Avoid asking ultimate questions: After you have succeeded in getting the witness to agree to all of your questions you would wish to land at the ultimate question avoid it you will not always get the answer you want.

Cross examination in Indian context:

The solemn aim of all justice delivery system universally is discovery and ascertainment of truth and truth alone. Cross examination is a vital feature of all modern system of evidence. It is most effective of all means and measures for extracting truth and exposing falsehood.

Cross-examination though is very powerful, effective and efficacious instrument, but experiences reveal that it has to be handled with all emotional intelligence available to its user. In fact it is doubled edged weapon. It often wounds him who wields it and flourished to whom it is aimed. Every Indian with a heavy heart feels that in India an impartial witness is rarely found. Further Indian society is divided into various segments on basics of religion, creed, castes, sub caste and race. Tendency of mixing innocent persons with wrong doers is also found here. This peculiar feature of Indian Justice System has further made the task of cross-examiner more onerous and complicated.

Provisions as to law of cross examination in India:

The relevant provisions as to cross-examination, which precedes examination in chief and which follows re-examination, may usefully be found in chapter X under title “Of the examination of witnesses” of the INDIAN EVIDENCE ACT, 1872.

This chapter X, which is the last chapter of the said ACT, consists of 33 sections spreading from section 135 to 166.

Cross –examination is not the only method to discredit a witness:

Cross-examination is not the only method of discrediting a witness. In case the oral testimony of certain witnesses is contrary to proved facts, their evidence might well be discarded on that ground. If their testimony is on the face of it, unacceptable, court is not bound to accept the same merely because there was no cross-examination.
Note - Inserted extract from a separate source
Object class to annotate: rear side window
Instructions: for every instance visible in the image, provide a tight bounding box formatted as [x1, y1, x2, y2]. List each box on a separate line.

The scheme of chapter X would primarily deal in:

  1. Examination of witnesses in chief.
  2. Their cross-examination.
  3. The method of impeaching the credit of witnesses.
  4. Judge’s power to put question or production.

 

Conclusion:

Effective cross-examination can make the difference between winning and losing a trial. Although cross-examination can be the part of trial that is the most fun for experienced trial lawyers, preparing good cross-examination takes a lot of thought and hard work.

Virtually every one has seen a courtroom drama. Everyone comes to expect that one of the fun parts of watching a trial is watching effective cross-examination from a skilled attorney. Arrange your cross-examination to make sure it has maximum dramatic effect – without being overly dramatic. For example, when a witness under cross-examination admits she previously provided false testimony, let the answer quietly hang in the air before moving to your next question. Let judge absorb what they just heard. The silence can often create more impact than the answer itself. Keep track of your voice tone. Make sure the jury knows you do not believe the witness, without being condescending or snippy.
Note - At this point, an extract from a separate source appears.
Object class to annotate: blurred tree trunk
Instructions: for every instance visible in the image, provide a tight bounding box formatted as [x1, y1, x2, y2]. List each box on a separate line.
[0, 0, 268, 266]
As with every component of the case, consider using technology to help judges understand what the testimony is. While you and the witness might easily understand what paragraph seven of the contract says and how it contradicts the witness’s testimony, judges may start daydreaming if they cannot see the actual language of paragraphs. Make sure judges can see important demonstrative evidence or key documents, so they understand where you are going with cross-examination.

Assuming you already incorporate technology into your trial presentation, play inconsistent videotape deposition excerpts, rather than just reading the testimony from a cold transcript. It is much more interesting for judge to hear a witness testify inconsistently with testimony they heard just a moment before than to listen to a dry reading.

Cross examination allows the veracity of a witness to be challenged through questions directed at his status in life conduct or previous conviction by a competent court. It has rules which must be discussed as an independent course in law schools in India it is true that the aspect of cross examination is a difficult task which requires one to continuously groom his skills to match the challenging in the legal profession.